Subjects
A total of 32 children (20 boys and 12 girls) with RCAD syndrome were retrospectively analyzed using the medical records of three tertiary pediatric nephrology centres in Prague, Jena, and Munich. The inclusion criteria were genetically proven RCAD syndrome (whole HNF1B-gene deletion or pathogenic variant of the HNF1B-gene in combination with presence of any renal anomaly) and office BP data. Children with CKD stage 5 were excluded from the study. The median age was 3.0 years (range 0.3-18.5 years). The HNF1B-gene deletion was found in 72 % of patients and a pathogenic variant of the HNF1B-gene in 28 % of patients. Renal ultrasound was pathological prenatally in 48 % of patients and postnatally in 52 % of children. The median age at diagnosis was 3.0 years (range 1 day – 18 years).
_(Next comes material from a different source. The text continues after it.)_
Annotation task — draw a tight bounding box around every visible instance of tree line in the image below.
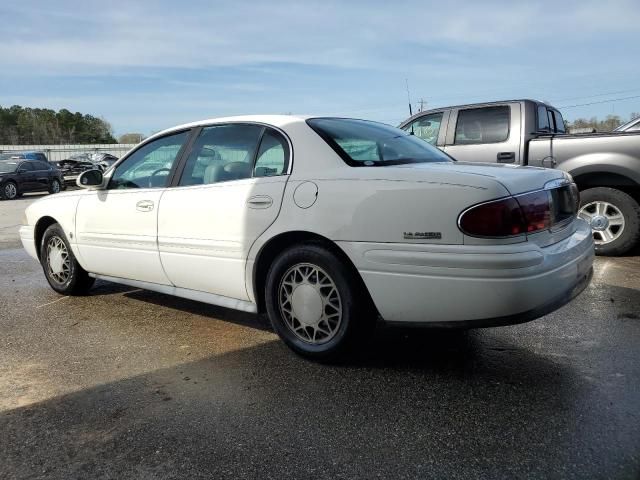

Antihypertensive medication
Three (9%) children received ACE-inhibitors for hypertension and/or proteinuria. No child received any other antihypertensive medication at the time of the study.
Office blood pressure measurement
Office BP was measured using an oscillometric device Omron and hypertension (HT) was defined as systolic and/or diastolic BP ≥ 95th percentile according to the current ESH guidelines [8] and/or the use of antihypertensive medication.
Ambulatory blood pressure monitoring (ABPM)
ABPM was performed in 7 patients because of elevated OBP (n=2) or because of CKD despite of normal OBP (n=5). In the remaining 25 patients ABPM was not performed mainly because of normal office BP. ABPM studies were carried out using oscillometric SpaceLabs 90207 or 90217 monitors (SpaceLabs Medical, Redmont, WA). An appropriate cuff was placed on the non-dominant arm by a physician who also informed the child and parents in detail how to operate the monitoring system. Monitors were programmed to measure BP automatically every 20 min during the day and every 30 min at night. The criteria for omitting BP outliers from ABP recordings were systolic BP >200 and <70 mmHg, diastolic BP >150 and <40 mmHg, and mean arterial pressure (MAP) >200 and <40 mmHg. According to the reference values by Wuhl et al. [9], data were analyzed by using an individualized daytime and nighttime period according to the individual diaries. Mean systolic and diastolic BP at daytime and nighttime were calculated. The BP index was calculated as mean BP, divided by the 95th percentile that was determined according to the body height and sex of the patient [9]. For children with body height <120 cm the 95th percentile was used for children with body height 120 cm. Ambulatory HT was defined as systolic and/or diastolic mean BP at daytime and/or nighttime ≥95th percentile.
Urinary excretion of albumin and protein
Freshly voided urine (first morning urine) was obtained for quantitative measurement of total protein (Biuret method), albumin (turbidimetry) and creatinine (enzymatic). Pathological albuminuria was defined as albumin/creatinine ratio >3 mg/mmol creatinine and proteinuria as protein/creatinine ratio >22 mg/mmol creatinine [10].
Renal function
Chronic kidney disease (CKD) stages 1 – 4 according to the K-DOQI guidelines were detected [K-DOQI] using estimated glomerular filtration rate according to the Schwartz formula using serum creatinine (enzymatic method) and body height [11]. Children with CKD stage 5 were excluded from the study.
Renal ultrasonography
Data on renal ultrasound findings were collected (cysts, renal length, dysplasia, dilation of renal pelvis). Kidney lengths were analysed, compared with normal standards and expressed as SDS [12].
Echocardiography
Echocardiogram (standard two-dimensional echocardiogram (GE/Wingmed system 5, Vivid 7, Horten, Norway) was performed in 8 children on the same day as the office BP measurement (according to the recommendations of the American Society of Echocardiography) [13]. Left ventricular mass (LVM), was calculated according to the formula of Devereux from the left ventricular internal dimension at end diastole, interventricular septal thickness and left ventricular posterior wall thickness [14]. Left ventricular mass was indexed to height2.7 (left ventricular mass index LVMI) to account for body size [15]. Left ventricular hypertrophy (LVH) was defined as LVMI ≥95th percentile for normative pediatric LVMI data [16].
Extra-renal findings
The extra-renal findings (maturity onset diabetes of the young - MODY, hypomagnesemia or liver abnormalities) and medical history data such as birth weight or oligohydramnios were collected retrospectively from the medical charts.
Statistical analysis
The data were analysed by using the STATA software package. SDS values of hypertensive and normotensive patients were investigated by using the Mann-Whitney U test. Values with p<0.05 were considered statistically significant.